Charleston, South Carolina (CNN) - White House hopeful Newt Gingrich continues to unapologetically defend his stance on immigration and chide his opponents for distorting his position.
Gingrich did not mention any rivals by name when he addressed the issue at a Charleston town hall, but Minnesota Congresswoman Michele Bachmann has become the former House Speaker's most vocal critic ever since he argued at last week's CNN debate that the GOP should take a "humane" position on illegal immigrants who are well-assimilated into society and should be considered for legal status.
"Several of my friends have said I'm for amnesty, that's not true. At least one of them is going around saying I want to have amnesty for 11 million people, that's just totally false. That's in fact an Obama-level, Obama-quality statement," said Gingrich Monday evening.
Gingrich was vague when he characterized how many illegal immigrants might benefit from creating a path to earned legality, telling approximately 600 people at the College of Charleston's Sottile Theater, "I think the number that would affect is relatively small but it's not non-existent."
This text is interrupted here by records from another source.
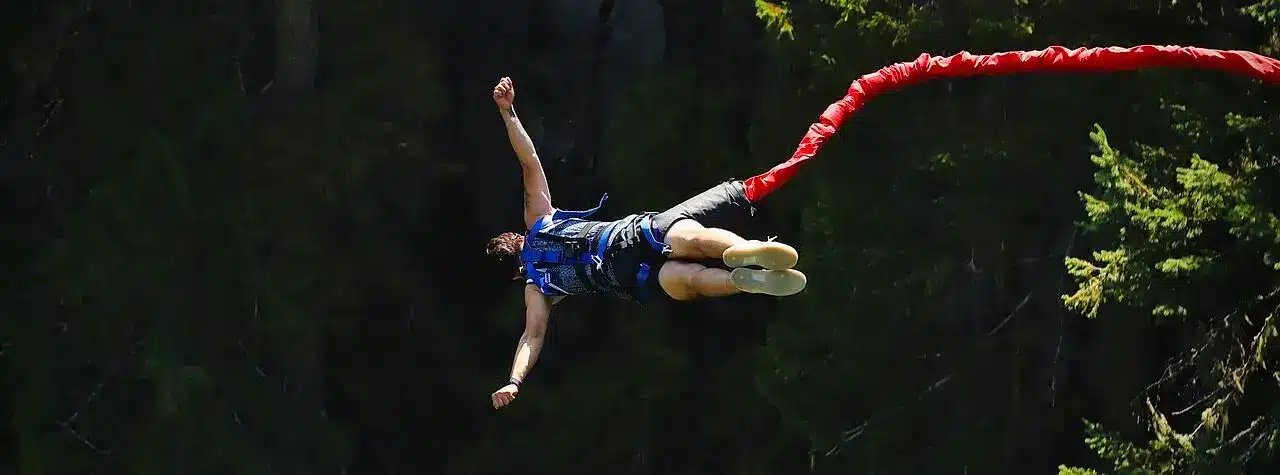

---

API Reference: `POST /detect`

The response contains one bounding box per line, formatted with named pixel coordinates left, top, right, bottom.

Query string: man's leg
left=653, top=181, right=799, bottom=270
left=658, top=261, right=742, bottom=300
left=658, top=260, right=808, bottom=300
left=664, top=219, right=800, bottom=270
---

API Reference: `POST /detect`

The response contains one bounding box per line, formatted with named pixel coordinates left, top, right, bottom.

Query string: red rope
left=745, top=45, right=1280, bottom=202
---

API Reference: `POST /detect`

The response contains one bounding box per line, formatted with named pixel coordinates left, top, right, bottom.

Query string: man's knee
left=658, top=261, right=705, bottom=300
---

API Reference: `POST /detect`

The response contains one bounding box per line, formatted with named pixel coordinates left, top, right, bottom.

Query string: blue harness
left=520, top=193, right=671, bottom=301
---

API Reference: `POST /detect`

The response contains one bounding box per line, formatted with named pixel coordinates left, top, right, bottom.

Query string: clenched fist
left=493, top=78, right=516, bottom=109
left=492, top=384, right=520, bottom=408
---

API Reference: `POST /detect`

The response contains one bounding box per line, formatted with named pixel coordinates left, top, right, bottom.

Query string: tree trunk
left=273, top=0, right=317, bottom=97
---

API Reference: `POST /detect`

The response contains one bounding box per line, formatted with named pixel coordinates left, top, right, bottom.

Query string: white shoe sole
left=728, top=268, right=809, bottom=297
left=721, top=241, right=800, bottom=270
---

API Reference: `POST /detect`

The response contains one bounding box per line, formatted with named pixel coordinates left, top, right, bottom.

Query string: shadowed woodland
left=0, top=0, right=1280, bottom=475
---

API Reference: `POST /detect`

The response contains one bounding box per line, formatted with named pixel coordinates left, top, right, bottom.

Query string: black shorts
left=641, top=179, right=755, bottom=298
left=605, top=181, right=755, bottom=302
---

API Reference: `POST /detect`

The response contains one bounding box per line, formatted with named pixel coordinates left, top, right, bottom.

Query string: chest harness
left=520, top=193, right=671, bottom=301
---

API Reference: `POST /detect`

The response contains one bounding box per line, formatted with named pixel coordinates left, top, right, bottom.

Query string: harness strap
left=636, top=215, right=671, bottom=302
left=552, top=193, right=609, bottom=220
left=636, top=262, right=649, bottom=302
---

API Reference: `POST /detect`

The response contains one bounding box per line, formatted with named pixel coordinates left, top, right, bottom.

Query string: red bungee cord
left=745, top=45, right=1280, bottom=202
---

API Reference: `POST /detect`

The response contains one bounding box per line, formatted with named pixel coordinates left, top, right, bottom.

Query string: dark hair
left=484, top=232, right=525, bottom=279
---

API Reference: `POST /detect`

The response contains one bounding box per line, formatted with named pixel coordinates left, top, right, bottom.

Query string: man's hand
left=493, top=78, right=516, bottom=109
left=492, top=384, right=520, bottom=408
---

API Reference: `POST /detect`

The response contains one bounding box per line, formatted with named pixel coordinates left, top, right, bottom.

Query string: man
left=486, top=78, right=806, bottom=408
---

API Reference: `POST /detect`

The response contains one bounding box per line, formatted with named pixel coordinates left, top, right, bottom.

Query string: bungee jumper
left=486, top=45, right=1280, bottom=408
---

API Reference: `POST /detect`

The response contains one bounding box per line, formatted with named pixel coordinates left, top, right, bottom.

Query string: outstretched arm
left=492, top=286, right=564, bottom=408
left=493, top=78, right=552, bottom=229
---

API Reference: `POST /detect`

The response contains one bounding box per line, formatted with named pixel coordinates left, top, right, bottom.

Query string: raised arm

Gingrich's website describes "a path to legality, but not citizenship" for "some of the millions of people who are here outside the law" but are law-abiding, tax-paying individuals with deep ties to America. Relatively small, perhaps, when comparing millions to the total sum of an estimated 8-12 million people living in the United States who entered illegally.
The rising Republican presidential candidate appealed to strong anti-illegal immigration sentiments in the state by criticizing the Obama administration for suing South Carolina, Alabama and Arizona for enacting legislation allowing local authorities to crack down on undocumented immigrants.
Earlier Monday, Gingrich met with South Carolina state Sen. Larry Grooms about South Carolina's new immigration law and slammed President Obama at the town hall for allowing 16 foreign countries to be part of a Department of Justice lawsuit against the Palmetto State.
"I would side with South Carolina," said Gingrich. "The president of the United States in that many different places can't figure out what side he's on? It makes you wonder which country he thinks he's president of."
Republican Congressman Tim Scott, a tea party favorite who hosted the town hall-style event with Gingrich, told CNN's John King he doesn't agree with Gingrich's position on a path to legality but said voters in the state weren't looking for "the perfect candidate."
Gingrich is making an aggressive push in South Carolina by building the largest campaign operation to date with nine paid staffers. He is also picking up a considerable amount of tea party support that may help him become the conservative alternative to former Massachusetts Gov. Mitt Romney.
Gene Bertoluzzi of Summerville attended Monday night's town hall and said he is volunteering for the Gingrich campaign along with his wife, Dana, but he wants to wait and see if Gingrich can hold onto his frontrunner status.
"My problem is that everybody that's been a frontrunner has fallen off the fence after they get up, so lets' see how long he can do this without falling off," he said.
Gingrich is on a three-day campaign swing through South Carolina, the first southern state to vote in the primary and caucus calendar, holding a number of meetings, fundraisers and events. Tuesday he'll open his Beaufort Country field office in Bluffton and hold a town hall meeting there and in Newberry. He'll hold another town hall meeting Wednesday morning at Tommy's Ham House in Greenville.